The preset similarity is obtained by a person skilled in the art based on empirical analysis. When the actual equipment is matched with the first initial equipment in one-time matching, the actual equipment is considered to be the used state of the first initial equipment. The second matching may be considered to be a matching between an initial state of the device (i.e. a state when not in use, represented as a first initial device in the initial plant environment model) and a current state of the device (i.e. a state after use, represented as an actual device in the current actual plant image).
When the thickness of the sediment is larger than the preset thickness, the sediment removal processing is judged to be needed, and prompt information is displayed on the AR equipment and/or prompt voice information is sent out so as to remind a remote operator to remove the sediment before operation.
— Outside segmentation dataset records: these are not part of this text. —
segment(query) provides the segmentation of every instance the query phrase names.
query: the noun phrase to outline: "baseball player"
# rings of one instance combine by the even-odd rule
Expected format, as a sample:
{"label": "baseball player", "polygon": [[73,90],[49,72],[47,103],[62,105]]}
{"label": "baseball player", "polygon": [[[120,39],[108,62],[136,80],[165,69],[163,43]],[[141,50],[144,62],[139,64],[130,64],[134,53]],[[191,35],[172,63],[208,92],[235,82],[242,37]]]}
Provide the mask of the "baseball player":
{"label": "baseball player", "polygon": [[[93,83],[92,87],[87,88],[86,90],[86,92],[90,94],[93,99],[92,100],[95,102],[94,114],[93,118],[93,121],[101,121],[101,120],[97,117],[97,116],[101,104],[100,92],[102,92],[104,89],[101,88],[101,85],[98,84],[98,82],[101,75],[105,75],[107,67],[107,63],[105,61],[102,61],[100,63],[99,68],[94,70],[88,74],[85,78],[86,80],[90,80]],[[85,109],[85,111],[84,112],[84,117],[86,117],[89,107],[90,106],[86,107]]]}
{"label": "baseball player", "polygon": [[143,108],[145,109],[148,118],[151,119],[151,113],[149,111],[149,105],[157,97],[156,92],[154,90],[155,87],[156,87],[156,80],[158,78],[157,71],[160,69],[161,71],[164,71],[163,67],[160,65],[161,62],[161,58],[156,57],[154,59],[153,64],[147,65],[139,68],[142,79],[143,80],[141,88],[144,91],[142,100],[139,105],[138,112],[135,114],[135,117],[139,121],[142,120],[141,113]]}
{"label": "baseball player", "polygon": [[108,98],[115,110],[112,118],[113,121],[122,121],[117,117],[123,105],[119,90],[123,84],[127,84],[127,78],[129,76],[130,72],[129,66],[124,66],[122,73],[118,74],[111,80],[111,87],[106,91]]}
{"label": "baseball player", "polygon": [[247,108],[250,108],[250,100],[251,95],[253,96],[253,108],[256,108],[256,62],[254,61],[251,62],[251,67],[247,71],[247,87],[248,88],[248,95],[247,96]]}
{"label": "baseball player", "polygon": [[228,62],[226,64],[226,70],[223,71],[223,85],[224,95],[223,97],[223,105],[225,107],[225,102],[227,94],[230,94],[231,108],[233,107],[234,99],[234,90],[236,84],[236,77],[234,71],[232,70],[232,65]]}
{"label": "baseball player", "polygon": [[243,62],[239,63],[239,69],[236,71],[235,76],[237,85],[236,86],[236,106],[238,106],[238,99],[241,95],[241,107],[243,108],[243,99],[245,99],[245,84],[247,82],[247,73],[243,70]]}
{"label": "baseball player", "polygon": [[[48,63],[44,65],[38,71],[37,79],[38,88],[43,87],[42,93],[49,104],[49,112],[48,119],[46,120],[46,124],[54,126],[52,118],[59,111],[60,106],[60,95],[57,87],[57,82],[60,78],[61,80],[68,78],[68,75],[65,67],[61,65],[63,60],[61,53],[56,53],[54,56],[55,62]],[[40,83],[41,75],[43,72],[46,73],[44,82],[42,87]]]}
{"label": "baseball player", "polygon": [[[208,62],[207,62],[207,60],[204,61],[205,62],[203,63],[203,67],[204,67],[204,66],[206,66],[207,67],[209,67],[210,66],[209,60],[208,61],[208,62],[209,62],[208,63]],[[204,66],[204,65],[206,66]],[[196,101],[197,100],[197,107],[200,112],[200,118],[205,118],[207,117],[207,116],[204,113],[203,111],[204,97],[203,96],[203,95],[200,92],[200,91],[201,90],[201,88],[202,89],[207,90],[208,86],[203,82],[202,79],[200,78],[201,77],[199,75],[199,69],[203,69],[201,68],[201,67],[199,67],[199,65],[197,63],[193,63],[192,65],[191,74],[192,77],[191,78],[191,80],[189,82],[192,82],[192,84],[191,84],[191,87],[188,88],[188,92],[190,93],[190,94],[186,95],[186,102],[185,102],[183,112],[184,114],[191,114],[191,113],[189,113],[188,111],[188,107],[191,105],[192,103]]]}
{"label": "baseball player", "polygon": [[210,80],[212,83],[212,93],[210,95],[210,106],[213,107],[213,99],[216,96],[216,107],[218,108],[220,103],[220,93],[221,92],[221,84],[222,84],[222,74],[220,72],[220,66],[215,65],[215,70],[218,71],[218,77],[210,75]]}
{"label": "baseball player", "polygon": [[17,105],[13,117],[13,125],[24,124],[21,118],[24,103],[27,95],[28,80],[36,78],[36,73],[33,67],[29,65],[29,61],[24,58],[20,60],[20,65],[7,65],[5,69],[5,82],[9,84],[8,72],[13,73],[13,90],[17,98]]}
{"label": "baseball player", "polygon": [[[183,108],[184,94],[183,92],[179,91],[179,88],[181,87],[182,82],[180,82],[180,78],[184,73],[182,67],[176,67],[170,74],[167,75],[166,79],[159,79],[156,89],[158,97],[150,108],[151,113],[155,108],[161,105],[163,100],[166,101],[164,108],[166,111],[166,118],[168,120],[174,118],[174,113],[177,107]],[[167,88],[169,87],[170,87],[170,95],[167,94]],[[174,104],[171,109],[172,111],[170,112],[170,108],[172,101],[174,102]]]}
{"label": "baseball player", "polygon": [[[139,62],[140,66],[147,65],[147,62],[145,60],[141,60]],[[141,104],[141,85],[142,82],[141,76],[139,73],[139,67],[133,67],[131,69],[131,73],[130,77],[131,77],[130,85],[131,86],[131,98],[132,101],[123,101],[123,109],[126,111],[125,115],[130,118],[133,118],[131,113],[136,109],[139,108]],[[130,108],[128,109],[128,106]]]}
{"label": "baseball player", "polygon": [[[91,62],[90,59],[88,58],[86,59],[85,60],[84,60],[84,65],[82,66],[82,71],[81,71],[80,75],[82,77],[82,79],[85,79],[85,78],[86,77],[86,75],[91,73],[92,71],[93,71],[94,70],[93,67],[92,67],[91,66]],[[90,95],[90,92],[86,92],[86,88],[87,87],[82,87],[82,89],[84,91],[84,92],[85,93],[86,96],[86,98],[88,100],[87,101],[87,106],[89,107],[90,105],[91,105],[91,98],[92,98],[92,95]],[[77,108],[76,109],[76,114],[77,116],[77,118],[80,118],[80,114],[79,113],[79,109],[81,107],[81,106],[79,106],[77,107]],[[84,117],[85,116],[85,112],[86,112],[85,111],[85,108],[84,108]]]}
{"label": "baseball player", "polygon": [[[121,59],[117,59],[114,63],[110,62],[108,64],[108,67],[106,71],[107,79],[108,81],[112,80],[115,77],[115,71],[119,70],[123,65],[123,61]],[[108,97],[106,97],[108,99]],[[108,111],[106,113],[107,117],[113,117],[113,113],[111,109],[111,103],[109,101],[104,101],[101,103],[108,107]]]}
The preset thickness is obtained by a person skilled in the art through empirical analysis, and different preset thicknesses can be set for different types of actual devices.
For example, in an initial factory environment model, a three-dimensional model of a cement pump guniting machine when not in use is built on a cement pump guniting machine on a certain construction site, as shown in fig. 16, the working principle is as follows: the mixed slurry is added into a hopper, the slurry is pushed to an outlet by a vibrator arranged on the side wall of the hopper and blades at the bottom of the hopper, the slurry at the outlet is sprayed to a position to be covered by using a high-pressure pump or an air compression mode, the slurry is usually a mixture of cement, sand, water and other additives, and when the slurry in the hopper is not cleaned and dredged in time after the last construction is finished, partial slurry is likely to be deposited in the hopper in the next use, the available volume of the hopper is reduced, and even the blades are blocked, so that the blades cannot rotate normally.
After the cement pump slurry spraying machine exists in the front actual factory building image, performing edge matching on the cement pump slurry spraying machine (namely actual equipment) in the front factory building image and the unused cement pump slurry spraying machine (namely first initial equipment) in the initial factory building environment model, namely performing corresponding enlarging or shrinking operation on the cement pump slurry spraying machine in the front factory building image, so that the cement pump slurry spraying machine is aligned with the edge of the cement pump slurry spraying machine in the initial factory building environment model, and obtaining a protruding part of the cement pump slurry spraying machine in the front factory building image relative to the cement pump slurry spraying machine in the initial factory building environment model, wherein the protruding part is sediment, and the size information of the cement pump slurry spraying machine in the initial factory building environment model is obtained according to the scaling of the front factory building image.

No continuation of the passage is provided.